Each Partner has the Responsibility…

  • To treat their partner with respect, equality, and honesty.
  • To encourage their partner’s dreams and individuality.
  • To never humiliate or put down their partner.
  • To respect their partner’s decisions- even if you don’t agree.
  • To respect and understand that their partner has the right to say ‘no’ at any point and any time regardless of previous consent.
  • To solve problems calmly and equally.
  • To accept responsibility for their own actions.
  • To be willing to apologize as well as accept apologies.
  • To never pressure, control, or manipulate their partner.
  • To never emotionally, sexually, or physically hurt their partner.
  • To never threaten or harm their partner or themselves in a way to hurt or control their partner.

That responsibility side of things is a description of the slippery slope. You never ever have someone physically hurting a partner who didn’t start by being dishonest, disrespectful, and violating the list of rights (which also get violated usually in the order presented)

How can we teach this!? I know how I learned it. This all was drilled into my head since I was maybe 10.


So Canadians also get almost zero institutional support for dealing with mental health issues? I was under the impression that people could get treatment as part of that whole “socialized medicine” thing. In 'merica, if you’ve got mental health problems, you’re pretty much on your own even if you have health insurance. There is almost zero coverage except for maybe getting pills. If you don’t have insurance, ha ha ha, forget about it.


Shoot an arms dealer?


Now there’s a scene for a film (because I don’t even want to imagine it in real life)… a mass shooting at a gun show.

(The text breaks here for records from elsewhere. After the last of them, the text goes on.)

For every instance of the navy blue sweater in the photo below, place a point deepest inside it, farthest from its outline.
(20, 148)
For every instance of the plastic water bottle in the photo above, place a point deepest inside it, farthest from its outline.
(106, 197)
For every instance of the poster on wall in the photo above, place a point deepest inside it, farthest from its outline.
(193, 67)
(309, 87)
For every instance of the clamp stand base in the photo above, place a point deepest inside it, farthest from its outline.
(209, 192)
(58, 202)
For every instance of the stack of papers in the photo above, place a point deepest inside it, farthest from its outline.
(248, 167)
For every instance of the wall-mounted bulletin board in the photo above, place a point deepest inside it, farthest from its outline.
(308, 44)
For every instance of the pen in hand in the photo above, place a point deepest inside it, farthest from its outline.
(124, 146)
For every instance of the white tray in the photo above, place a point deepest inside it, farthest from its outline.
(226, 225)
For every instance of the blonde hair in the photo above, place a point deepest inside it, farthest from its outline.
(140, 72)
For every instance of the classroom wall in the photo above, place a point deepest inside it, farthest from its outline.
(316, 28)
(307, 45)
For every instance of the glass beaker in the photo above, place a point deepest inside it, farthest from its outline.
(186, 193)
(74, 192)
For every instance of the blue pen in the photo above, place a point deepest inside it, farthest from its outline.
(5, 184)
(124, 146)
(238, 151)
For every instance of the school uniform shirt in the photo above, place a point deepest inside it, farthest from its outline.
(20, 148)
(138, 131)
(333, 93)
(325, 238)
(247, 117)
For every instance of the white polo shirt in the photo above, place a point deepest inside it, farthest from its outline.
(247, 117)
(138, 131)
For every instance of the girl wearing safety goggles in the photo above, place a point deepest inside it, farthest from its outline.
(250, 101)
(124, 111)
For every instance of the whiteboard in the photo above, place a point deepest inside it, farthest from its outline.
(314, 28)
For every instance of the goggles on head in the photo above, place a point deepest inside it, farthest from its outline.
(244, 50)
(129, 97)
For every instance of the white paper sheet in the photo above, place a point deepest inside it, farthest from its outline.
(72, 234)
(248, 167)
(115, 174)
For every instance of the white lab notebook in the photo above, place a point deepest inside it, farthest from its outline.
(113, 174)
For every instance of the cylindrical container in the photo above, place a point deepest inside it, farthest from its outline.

Consider the phrase and how it’s used. “That kid who dresses in black and doesn’t go to church must have a mental problem.” “Homeless people must have mental problems, otherwise they’d have middle class jobs and own one or more houses and several cars like the rest of us.” “That guy who joined the nazi party must have a mental problem because we all know it’s wrong.” “That guy who shot a bunch of people in a crowd must have a mental problem.”

Meanwhile, someone you know who’s suffering from a real mental problem is forcing themselves to go to work every day, go to their therapist once a week if they can afford it, and do the best that they can to take care of their family despite depression, anxiety, or whatever it may be.

But in common speech “a mental problem” just means anyone who doesn’t dress, speak, and behave the way that someone thinks that they should. Or the way that said someone thinks that they would have acted if in the same circumstances. Someone other and different.